Let me do some truth-telling to my American family following the Rev. Dr. Martin Luther King Jr. Day! Lately, we hear loaded words like white nationalism, racial slurs and of college students vandalizing the statue of a national icon, Frederick Douglass. I realize that the disease of white supremacy is alive and well. White supremacy is a cultural ideology that informs every demeaning cultural/institutional malaise that negatively impacts visible and invisible vulnerable communities.
Words matter, because they are the building blocks of worldviews. When we look at the way we “know,” we realize that the move from the “dark” side as derogatory to dark skin as inferior, is not a huge leap. Slavery was legal in this country for 246 years! That’s a multilayered worldview to overcome. It involves much learning and more unlearning. We have been working on this and the 13th Amendment since 1865, which abolished slavery. We are still working to abolish this mindset from our psyche and practices.

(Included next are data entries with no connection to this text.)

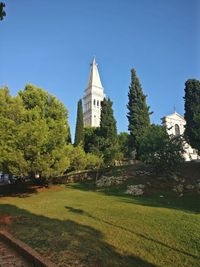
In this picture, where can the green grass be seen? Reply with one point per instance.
(79, 226)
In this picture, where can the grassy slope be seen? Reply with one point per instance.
(82, 227)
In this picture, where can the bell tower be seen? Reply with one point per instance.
(93, 95)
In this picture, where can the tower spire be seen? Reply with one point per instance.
(94, 78)
(93, 95)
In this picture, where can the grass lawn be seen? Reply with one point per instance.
(75, 225)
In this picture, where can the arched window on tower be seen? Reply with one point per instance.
(177, 130)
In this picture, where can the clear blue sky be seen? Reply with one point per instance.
(51, 44)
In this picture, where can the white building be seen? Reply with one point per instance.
(175, 125)
(93, 95)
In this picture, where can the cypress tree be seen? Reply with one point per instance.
(138, 111)
(2, 11)
(79, 133)
(108, 132)
(192, 112)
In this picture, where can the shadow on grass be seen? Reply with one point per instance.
(188, 202)
(82, 212)
(17, 190)
(67, 242)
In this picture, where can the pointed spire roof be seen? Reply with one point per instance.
(94, 78)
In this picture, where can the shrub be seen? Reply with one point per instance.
(161, 151)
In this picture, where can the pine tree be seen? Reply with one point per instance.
(79, 134)
(138, 111)
(108, 132)
(192, 112)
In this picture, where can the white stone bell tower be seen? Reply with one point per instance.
(93, 95)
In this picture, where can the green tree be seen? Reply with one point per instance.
(161, 151)
(124, 144)
(79, 133)
(2, 11)
(138, 111)
(192, 112)
(108, 141)
(11, 116)
(35, 133)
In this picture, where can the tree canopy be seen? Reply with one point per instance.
(35, 133)
(138, 111)
(2, 11)
(192, 112)
(79, 133)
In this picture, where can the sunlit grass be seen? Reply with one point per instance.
(78, 226)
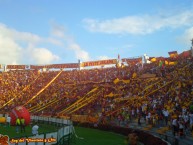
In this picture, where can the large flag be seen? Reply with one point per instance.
(173, 54)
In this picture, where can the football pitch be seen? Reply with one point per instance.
(85, 136)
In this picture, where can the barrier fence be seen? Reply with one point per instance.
(60, 137)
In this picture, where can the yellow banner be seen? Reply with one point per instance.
(100, 62)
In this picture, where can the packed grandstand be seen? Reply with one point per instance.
(158, 92)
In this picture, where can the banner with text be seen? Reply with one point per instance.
(132, 61)
(99, 62)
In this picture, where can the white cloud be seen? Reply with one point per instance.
(187, 36)
(59, 31)
(10, 52)
(140, 24)
(80, 54)
(43, 55)
(104, 57)
(15, 46)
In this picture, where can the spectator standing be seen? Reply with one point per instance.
(17, 124)
(35, 129)
(22, 122)
(8, 120)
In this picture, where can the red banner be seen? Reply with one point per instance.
(15, 67)
(100, 62)
(56, 66)
(132, 61)
(173, 54)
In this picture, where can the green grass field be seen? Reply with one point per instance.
(91, 136)
(97, 137)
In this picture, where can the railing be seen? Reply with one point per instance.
(60, 137)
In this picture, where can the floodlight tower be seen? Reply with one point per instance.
(192, 47)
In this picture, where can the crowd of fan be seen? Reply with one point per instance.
(163, 100)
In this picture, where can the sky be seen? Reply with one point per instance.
(64, 31)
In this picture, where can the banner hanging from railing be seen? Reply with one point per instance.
(132, 61)
(15, 67)
(99, 62)
(55, 66)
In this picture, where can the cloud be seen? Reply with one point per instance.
(59, 31)
(43, 55)
(140, 24)
(15, 46)
(187, 36)
(10, 52)
(104, 57)
(80, 54)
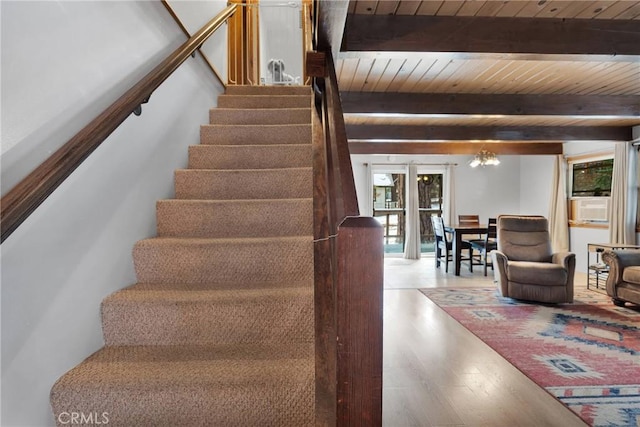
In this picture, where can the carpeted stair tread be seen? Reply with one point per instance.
(240, 385)
(156, 314)
(262, 116)
(246, 134)
(201, 260)
(268, 90)
(286, 183)
(276, 156)
(234, 218)
(264, 101)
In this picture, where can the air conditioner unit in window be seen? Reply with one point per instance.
(593, 209)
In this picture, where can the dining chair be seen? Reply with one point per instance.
(444, 246)
(468, 219)
(471, 220)
(487, 244)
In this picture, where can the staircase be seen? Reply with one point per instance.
(219, 328)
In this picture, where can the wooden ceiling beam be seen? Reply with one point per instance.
(407, 33)
(444, 103)
(466, 147)
(495, 133)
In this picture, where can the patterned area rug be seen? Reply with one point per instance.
(586, 354)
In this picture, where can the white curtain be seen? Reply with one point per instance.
(449, 208)
(558, 216)
(622, 212)
(412, 219)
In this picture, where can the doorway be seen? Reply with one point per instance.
(390, 199)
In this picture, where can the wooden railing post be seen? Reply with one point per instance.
(360, 277)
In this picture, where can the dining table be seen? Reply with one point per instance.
(459, 230)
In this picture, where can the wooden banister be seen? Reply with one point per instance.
(349, 270)
(26, 196)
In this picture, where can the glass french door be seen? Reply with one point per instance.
(390, 201)
(429, 204)
(389, 208)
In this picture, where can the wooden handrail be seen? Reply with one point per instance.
(349, 273)
(27, 195)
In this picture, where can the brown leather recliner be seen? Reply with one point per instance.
(623, 282)
(525, 267)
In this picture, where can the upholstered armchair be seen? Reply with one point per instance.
(623, 282)
(525, 267)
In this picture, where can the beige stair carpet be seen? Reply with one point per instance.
(219, 328)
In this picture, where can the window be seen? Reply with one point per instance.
(592, 179)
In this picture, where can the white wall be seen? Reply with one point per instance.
(488, 191)
(76, 248)
(536, 176)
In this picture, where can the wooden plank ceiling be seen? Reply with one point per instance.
(514, 76)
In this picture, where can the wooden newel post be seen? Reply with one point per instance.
(359, 322)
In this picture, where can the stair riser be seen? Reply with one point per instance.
(268, 90)
(267, 116)
(249, 157)
(217, 321)
(243, 261)
(199, 218)
(249, 184)
(232, 403)
(255, 134)
(264, 101)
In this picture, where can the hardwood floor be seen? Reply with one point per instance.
(437, 373)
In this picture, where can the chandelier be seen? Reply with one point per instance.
(484, 158)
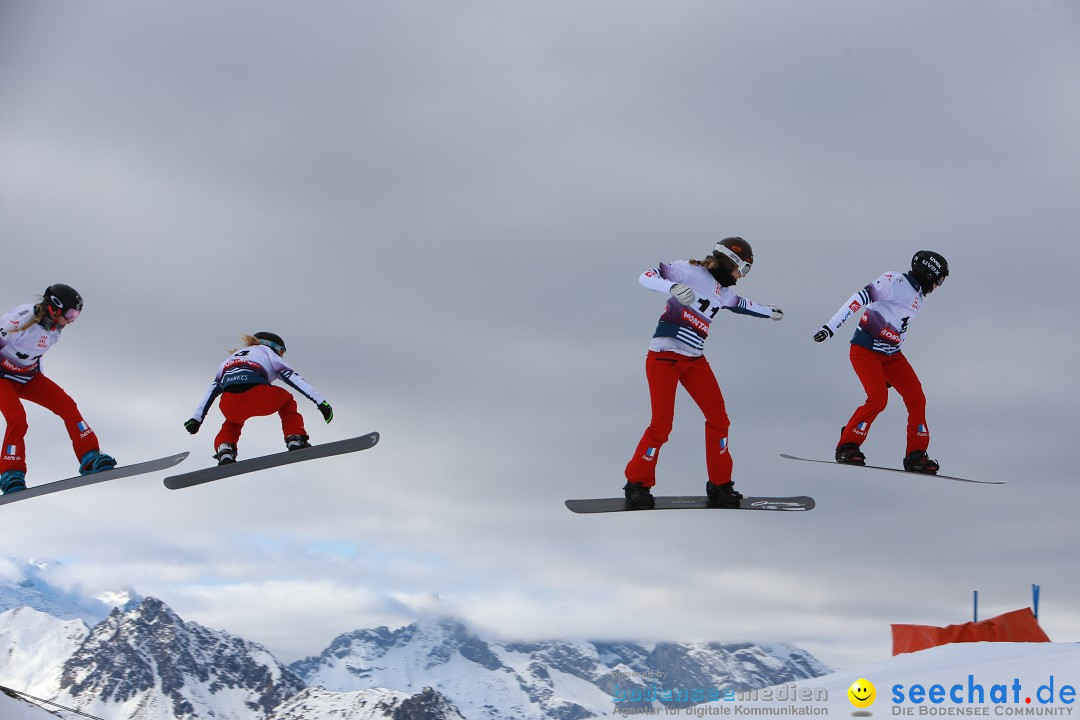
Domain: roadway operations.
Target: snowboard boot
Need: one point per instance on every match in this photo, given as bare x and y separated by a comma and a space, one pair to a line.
917, 461
723, 496
13, 480
226, 453
297, 443
850, 454
95, 461
638, 497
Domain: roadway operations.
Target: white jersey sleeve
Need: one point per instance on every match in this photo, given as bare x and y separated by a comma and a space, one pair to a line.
889, 304
23, 342
255, 365
684, 328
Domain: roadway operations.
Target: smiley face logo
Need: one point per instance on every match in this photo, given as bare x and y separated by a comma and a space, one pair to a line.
862, 693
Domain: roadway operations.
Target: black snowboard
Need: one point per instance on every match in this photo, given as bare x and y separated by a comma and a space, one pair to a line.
894, 470
123, 471
798, 503
218, 472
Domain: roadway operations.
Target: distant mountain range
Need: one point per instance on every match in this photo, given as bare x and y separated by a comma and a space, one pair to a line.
143, 662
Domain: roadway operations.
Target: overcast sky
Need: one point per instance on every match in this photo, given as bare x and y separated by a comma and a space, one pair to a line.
444, 208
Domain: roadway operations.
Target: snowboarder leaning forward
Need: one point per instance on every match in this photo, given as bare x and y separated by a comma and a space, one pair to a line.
26, 333
891, 301
244, 382
698, 290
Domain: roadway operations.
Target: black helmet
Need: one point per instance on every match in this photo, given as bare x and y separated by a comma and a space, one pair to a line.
930, 269
62, 300
732, 254
272, 341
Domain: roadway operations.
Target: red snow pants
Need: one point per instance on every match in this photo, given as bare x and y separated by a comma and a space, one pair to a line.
258, 401
40, 391
664, 371
877, 371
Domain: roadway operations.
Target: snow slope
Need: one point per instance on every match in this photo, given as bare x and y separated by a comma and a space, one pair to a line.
16, 709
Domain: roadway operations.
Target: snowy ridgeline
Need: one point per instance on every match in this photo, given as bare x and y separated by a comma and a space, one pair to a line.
144, 662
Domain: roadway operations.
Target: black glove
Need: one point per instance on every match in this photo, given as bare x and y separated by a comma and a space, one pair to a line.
824, 334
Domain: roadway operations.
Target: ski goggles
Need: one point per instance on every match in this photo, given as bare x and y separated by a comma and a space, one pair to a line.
741, 266
69, 314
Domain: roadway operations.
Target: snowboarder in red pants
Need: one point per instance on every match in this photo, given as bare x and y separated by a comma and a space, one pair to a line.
26, 333
698, 290
244, 383
890, 302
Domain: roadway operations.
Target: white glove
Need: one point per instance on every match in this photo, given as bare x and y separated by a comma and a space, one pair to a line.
684, 294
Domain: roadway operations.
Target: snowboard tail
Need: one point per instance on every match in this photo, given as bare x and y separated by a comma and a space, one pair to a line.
894, 470
93, 478
797, 503
265, 462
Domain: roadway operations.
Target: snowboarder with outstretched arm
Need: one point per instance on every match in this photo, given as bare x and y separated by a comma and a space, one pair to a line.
697, 290
26, 334
891, 302
244, 381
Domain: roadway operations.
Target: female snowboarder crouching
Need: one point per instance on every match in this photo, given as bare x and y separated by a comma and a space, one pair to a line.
244, 381
891, 302
698, 290
26, 334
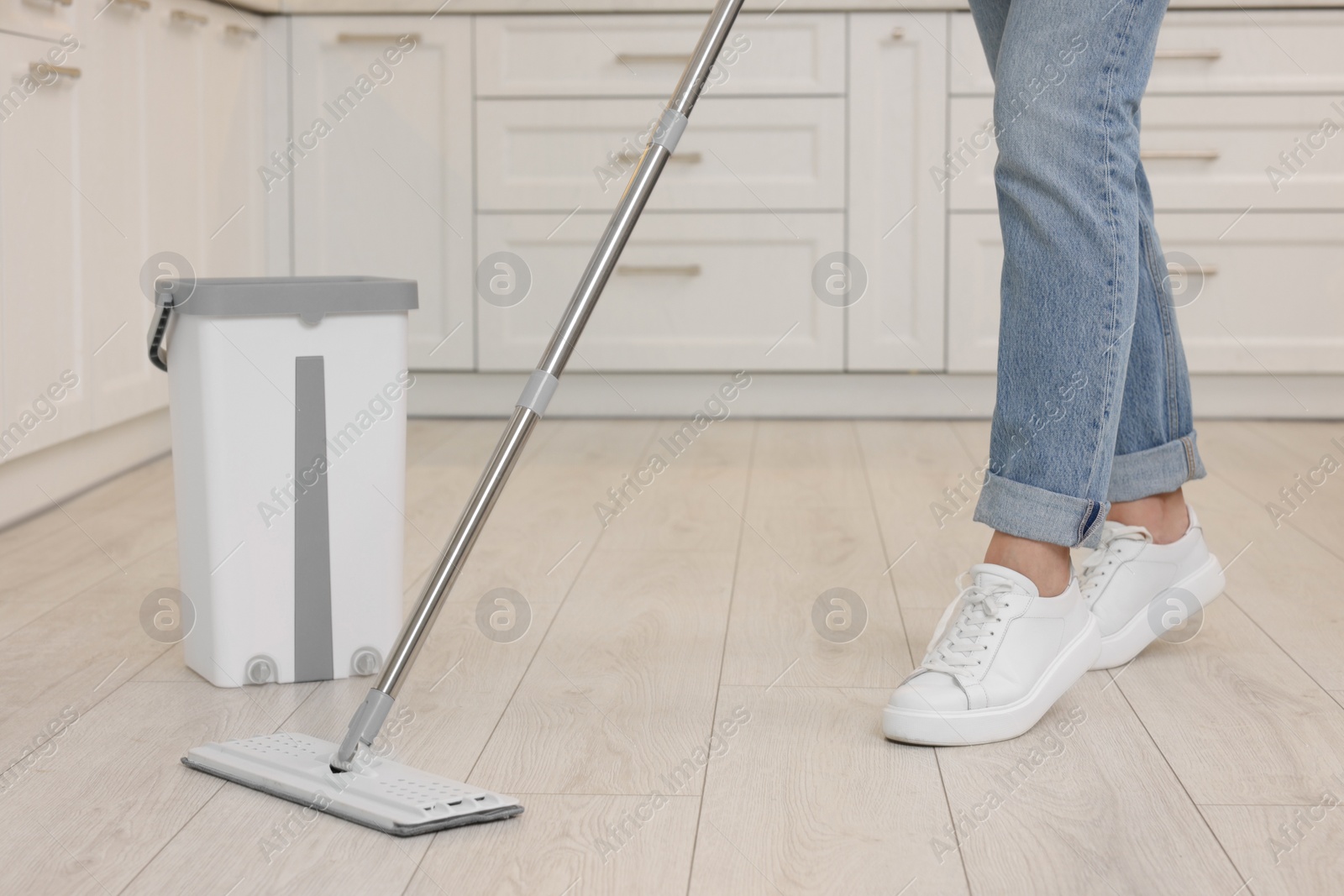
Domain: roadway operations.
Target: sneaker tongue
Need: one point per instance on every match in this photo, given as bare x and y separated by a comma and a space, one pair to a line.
988, 575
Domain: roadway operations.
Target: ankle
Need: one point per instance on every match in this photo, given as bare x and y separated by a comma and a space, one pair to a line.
1046, 564
1166, 516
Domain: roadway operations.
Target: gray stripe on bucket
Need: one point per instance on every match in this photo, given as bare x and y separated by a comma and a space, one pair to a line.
312, 537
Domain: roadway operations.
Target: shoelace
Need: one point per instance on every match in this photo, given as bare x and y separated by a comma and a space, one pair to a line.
1097, 566
958, 647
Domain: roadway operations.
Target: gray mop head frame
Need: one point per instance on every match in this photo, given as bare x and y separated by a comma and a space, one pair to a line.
376, 793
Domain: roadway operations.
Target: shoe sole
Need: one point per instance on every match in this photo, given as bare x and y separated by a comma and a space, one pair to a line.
932, 728
1206, 584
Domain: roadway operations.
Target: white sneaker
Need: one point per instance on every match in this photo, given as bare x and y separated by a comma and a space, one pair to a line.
1140, 590
1000, 658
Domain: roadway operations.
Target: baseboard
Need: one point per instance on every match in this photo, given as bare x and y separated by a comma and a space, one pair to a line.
73, 466
839, 396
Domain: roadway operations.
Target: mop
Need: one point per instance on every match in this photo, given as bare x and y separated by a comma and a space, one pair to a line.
347, 779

Without a doubt, we have made significant progress from 1619 when the first Africans were brought against their will to Jamestown, Virginia, to 1808 when Congress outlawed slavery. Then the abolitionist movement (1830-60) raised free black leaders, such as Douglass, and white supporters, such as William Garrison and Harriet Beecher Stowe, a white woman who published the best-selling anti-slavery novel “Uncle Tom’s Cabin.” Harriet Tubman and others played a leadership role in the Underground Railroad and supported the women’s suffrage movement. Then came the Emancipation Proclamation by President Abraham Lincoln in 1863, followed by the 13th Amendment in 1865.
Since then, the civil rights movement built on this continuum. We still have to overcome the culturally ingrained centuries-old muscle memory to realize that dark-skinned persons are not an embodiment of inferiority and otherness. It is also important to realize that white supremacy is not some distant insidious notion that members of the KKK believe and practice, but a worldview we have embraced for a long time. This intentional work of getting to the root of racial issues is crucial because it is America’s original sin. Let us honor Dr. King’s legacy by naming bad behavior, behave more like we are one human family and protect the vulnerable to make Rochester a leader in practicing beloved community. The Rochester Interfaith Network Alive is going to help us engage this conversation and grow.
The Rt. Rev. Prince Singh is bishop of the Episcopal Diocese of Rochester.